File System vs Core Data: the image cache test

Code for this project is on GitHub

While doing a full re-write of Droplr's iOS app for the 2.0 launch, I couldn't find any good file/image caches out there had a particular feature I really wanted: extending item expiration whenever it's touched.

I set out to write my own — which wasn't that much of a challenge — but somewhere along the process I had this crazy idea that perhaps (SQLite-backed) Core Data would be a much better tool for the job:

  • No mismatch between cache index file and actual data stored;
  • Trivial querying;
  • Nice and easy object oriented code.

Being a structured data store with Object-Relational Mapping, it's only logical that it would be slower.

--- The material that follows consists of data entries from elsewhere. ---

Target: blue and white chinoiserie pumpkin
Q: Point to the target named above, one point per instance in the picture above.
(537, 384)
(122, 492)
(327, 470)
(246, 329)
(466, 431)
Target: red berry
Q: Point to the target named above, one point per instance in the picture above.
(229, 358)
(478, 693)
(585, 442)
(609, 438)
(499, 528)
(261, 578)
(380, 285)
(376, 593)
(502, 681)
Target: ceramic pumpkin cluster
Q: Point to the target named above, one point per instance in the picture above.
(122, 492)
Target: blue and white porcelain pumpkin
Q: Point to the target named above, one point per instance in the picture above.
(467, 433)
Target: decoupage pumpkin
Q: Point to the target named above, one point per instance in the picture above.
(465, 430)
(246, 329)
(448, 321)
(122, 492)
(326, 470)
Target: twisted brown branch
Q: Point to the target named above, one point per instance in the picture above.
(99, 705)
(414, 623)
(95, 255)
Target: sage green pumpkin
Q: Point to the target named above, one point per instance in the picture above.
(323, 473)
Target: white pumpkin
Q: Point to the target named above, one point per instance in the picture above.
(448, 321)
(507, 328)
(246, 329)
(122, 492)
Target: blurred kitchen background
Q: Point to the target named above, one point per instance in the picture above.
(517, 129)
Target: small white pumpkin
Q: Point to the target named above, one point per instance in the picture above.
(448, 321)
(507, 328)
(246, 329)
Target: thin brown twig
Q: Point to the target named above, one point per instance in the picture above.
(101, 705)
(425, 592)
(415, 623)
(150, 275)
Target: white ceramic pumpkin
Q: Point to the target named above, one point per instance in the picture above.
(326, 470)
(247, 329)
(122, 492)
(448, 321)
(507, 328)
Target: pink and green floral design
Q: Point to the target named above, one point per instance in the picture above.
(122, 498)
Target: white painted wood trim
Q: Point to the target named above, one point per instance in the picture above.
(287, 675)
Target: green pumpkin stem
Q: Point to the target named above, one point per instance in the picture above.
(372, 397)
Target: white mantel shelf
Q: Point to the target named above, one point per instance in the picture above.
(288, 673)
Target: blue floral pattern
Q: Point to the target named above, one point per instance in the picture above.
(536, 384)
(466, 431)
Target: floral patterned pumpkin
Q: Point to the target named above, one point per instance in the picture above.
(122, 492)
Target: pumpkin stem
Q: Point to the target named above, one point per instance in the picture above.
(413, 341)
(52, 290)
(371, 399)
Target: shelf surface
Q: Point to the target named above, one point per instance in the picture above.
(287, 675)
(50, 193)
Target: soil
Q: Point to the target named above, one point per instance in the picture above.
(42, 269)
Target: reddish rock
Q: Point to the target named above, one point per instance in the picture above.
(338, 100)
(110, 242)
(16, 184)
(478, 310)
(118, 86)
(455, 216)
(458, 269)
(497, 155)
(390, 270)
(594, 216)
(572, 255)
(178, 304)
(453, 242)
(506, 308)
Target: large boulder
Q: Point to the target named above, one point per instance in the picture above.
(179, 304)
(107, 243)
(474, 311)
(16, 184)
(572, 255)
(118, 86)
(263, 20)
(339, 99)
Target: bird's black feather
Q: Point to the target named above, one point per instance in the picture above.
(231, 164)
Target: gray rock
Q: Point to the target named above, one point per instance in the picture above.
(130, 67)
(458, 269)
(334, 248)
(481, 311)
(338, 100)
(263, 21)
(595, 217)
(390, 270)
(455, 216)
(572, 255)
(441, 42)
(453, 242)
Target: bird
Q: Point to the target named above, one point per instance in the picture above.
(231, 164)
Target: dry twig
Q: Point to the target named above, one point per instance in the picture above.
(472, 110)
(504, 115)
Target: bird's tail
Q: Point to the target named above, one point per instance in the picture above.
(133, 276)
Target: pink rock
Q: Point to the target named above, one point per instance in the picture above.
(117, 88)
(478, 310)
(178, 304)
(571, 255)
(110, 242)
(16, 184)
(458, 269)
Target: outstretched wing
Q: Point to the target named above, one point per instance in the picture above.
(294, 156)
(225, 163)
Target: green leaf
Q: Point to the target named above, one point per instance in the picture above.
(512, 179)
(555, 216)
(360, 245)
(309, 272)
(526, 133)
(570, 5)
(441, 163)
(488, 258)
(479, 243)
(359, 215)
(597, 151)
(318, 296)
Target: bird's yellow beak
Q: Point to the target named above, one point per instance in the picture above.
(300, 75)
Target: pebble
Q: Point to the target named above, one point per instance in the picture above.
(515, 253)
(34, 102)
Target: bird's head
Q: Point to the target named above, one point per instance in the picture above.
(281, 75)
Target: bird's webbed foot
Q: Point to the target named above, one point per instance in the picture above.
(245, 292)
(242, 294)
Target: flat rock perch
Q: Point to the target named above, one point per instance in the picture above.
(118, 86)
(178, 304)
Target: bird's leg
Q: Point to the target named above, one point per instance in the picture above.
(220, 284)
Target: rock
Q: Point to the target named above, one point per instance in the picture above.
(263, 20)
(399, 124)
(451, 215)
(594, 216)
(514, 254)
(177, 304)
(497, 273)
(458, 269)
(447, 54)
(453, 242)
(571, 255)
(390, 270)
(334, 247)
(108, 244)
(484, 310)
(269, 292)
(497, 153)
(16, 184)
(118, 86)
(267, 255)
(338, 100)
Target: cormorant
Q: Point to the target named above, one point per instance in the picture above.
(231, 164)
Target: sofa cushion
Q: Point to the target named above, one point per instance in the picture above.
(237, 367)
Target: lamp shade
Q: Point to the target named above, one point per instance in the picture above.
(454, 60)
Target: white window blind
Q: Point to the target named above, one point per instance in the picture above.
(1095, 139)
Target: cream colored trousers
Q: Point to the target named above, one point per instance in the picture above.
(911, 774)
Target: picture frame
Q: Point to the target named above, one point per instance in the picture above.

Just how slower is what I wanted to find out.

One protocol to rule them all

The number one goal with this pet project was that both the file system and Core Data cache implementations had to present the exact same signature to the programmer, while being consistent in the way they work.

@protocol BBImageCache <NSObject>

// Returns the number of items in the cache
- (NSUInteger)itemsInCache;

// Clears all items in the cache
- (void)clearCache;

// Synchronizes all changes (persists to disk)
- (BOOL)synchronizeCache;

// Deletes all entries that have expired
- (NSUInteger)purgeStaleData;

// Saves an image with a key
- (BOOL)storeImage:(UIImage*)image forKey:(NSString*)key;

// Retrieves and touches (extends expiration) the image for the given key
- (UIImage*)imageForKey:(NSString*)key;

@end

Super simple stuff...

The File System cache implementation

The file system cache implementation consists of a folder with an index file (a NSDictionary serialized as a .plist file) and a file for each cache entry — the PNG representation of the UIImage stored (with UIImagePNGRepresentation()).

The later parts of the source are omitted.